Alma Rosé was born into a family of musicians, the daughter of Arnold Rosé and his wife Justine Mahler. Alma Rosé was trained as a violinist by her father. In 1920, Rosé made her debut as a soloist in Bad Ischl, and in 1926 she made her debut at the Musikverein in Vienna under her father’s baton. In May 1929 she made her only recording in Vienna.

In 1930 she married the Czech Váša Příhoda (1900–1960), who is considered one of the greatest violin virtuosos of the 20th century and with whom she successfully completed concert tours.

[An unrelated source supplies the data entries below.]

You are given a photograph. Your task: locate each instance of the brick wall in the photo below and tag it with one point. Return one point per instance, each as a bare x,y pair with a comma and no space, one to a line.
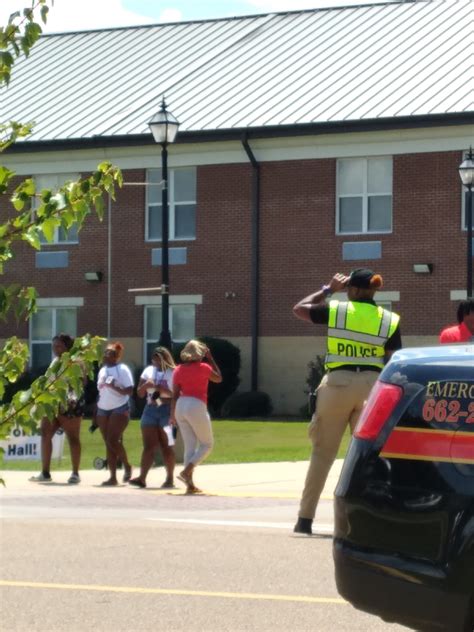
299,249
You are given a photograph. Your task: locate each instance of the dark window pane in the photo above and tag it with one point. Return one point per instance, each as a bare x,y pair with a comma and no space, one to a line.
183,322
350,215
153,328
66,321
42,325
380,213
149,350
185,221
154,222
71,235
154,191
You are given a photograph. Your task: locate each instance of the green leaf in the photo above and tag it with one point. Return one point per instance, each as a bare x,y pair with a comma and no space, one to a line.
99,206
18,203
32,237
44,13
29,187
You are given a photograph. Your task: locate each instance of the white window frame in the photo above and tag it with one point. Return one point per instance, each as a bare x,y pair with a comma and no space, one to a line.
365,199
57,180
147,341
54,305
171,207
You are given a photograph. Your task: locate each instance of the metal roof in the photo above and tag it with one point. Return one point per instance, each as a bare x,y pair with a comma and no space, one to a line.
321,66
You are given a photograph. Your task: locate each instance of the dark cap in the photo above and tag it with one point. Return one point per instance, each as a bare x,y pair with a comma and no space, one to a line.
360,277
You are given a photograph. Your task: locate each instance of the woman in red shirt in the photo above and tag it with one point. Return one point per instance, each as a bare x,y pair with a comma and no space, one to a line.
189,406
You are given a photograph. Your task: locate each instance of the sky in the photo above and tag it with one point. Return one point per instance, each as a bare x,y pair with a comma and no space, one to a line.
78,15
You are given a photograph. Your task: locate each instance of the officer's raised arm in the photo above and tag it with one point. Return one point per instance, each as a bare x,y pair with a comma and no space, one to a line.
302,309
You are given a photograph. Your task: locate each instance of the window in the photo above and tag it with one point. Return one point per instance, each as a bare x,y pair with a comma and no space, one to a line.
54,182
364,195
182,204
182,325
44,324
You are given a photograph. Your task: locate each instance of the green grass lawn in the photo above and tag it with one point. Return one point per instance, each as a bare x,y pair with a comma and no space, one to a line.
235,442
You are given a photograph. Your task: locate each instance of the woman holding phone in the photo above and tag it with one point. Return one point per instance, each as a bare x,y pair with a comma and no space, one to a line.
156,384
115,385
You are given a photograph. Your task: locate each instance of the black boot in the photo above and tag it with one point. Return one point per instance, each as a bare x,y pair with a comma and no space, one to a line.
303,525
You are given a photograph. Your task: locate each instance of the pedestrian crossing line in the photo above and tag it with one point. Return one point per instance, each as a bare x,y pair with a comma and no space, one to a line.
318,527
236,494
171,592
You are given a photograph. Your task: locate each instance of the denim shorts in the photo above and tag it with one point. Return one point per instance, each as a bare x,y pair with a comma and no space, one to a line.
156,416
124,408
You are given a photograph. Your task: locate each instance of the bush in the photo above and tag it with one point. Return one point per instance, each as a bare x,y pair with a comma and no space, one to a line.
248,404
227,357
29,376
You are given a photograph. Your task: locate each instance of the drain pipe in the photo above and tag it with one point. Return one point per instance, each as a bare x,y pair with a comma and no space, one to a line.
255,262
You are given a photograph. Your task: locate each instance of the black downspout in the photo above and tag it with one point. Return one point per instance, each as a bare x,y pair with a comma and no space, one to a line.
255,262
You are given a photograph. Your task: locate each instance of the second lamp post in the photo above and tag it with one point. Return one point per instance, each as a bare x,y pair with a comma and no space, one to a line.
164,128
466,172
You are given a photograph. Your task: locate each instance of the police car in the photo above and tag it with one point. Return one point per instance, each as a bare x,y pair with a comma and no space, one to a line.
404,505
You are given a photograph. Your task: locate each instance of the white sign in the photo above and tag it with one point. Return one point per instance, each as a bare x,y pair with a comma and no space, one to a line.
28,447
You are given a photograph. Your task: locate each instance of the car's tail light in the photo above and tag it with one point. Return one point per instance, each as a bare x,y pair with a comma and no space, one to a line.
382,400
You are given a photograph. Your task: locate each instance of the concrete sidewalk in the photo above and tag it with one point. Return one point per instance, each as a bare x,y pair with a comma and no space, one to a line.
270,480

She lived with her husband near Prague until their divorce in 1935. In 1936 she returned to her parents in Vienna.

In 1932 she founded the women’s orchestra Die Wiener Walzermädeln, an ensemble with which she undertook concert tours throughout Europe. In the period from 1934 to 1938, Rosé organized several solidarity concerts abroad in protest against the Nazi regime in Germany.

In 1938 the orchestra was dissolved by the National Socialists. Alma Rosé managed to escape to London on March 24, 1939 and her father on May 2, 1939. In July 1939, Rosé gave one of her last concerts in freedom: in London, she appeared as a member of the Rosé Quartet at a concert organized by the “Musicians Group of the Austrian Circle” to mark the 130th anniversary of Haydn’s death. In November 1939, three months after the outbreak of the Second World War, she flew to Amsterdam for a concert, where she went into hiding after the occupation by the German Wehrmacht in May 1940. Between January 1941 and August 1942, Rosé gave illegal house concerts, mainly in the Netherlands, together with the Hungarian pianist Géza Frid. She entered into a marriage of convenience with Dutch engineer Constant August van Leeuwen Boomkamp, believing that she was protected by an “Aryan” name. After the deportations of Dutch Jews began, she fled to France in August 1942. In December 1942 she was arrested in Dijon by the German occupation police deployed there and interned in the Drancy transit camp. On July 18, 1943, Rosé was deported to the Auschwitz concentration camp (main camp). Soon after, she was transferred to the Auschwitz-Birkenau women’s camp and assigned by the notorious head warden Maria Mandl to conduct the orchestra of female prisoners she had created (the girls’ orchestra). The ensemble had to accompany the prisoners moving out and in for forced labor with marches and play concerts to entertain the Nazis. Although it consisted mostly of amateur musicians and only a small proportion of professional musicians, Rosé formed an ensemble that ensured the survival of some people in the camp.

Alma Rosé died in the concentration camp on April 5, 1944. There are various speculations about the cause of death, but food poisoning after eating spoiled canned food is very likely.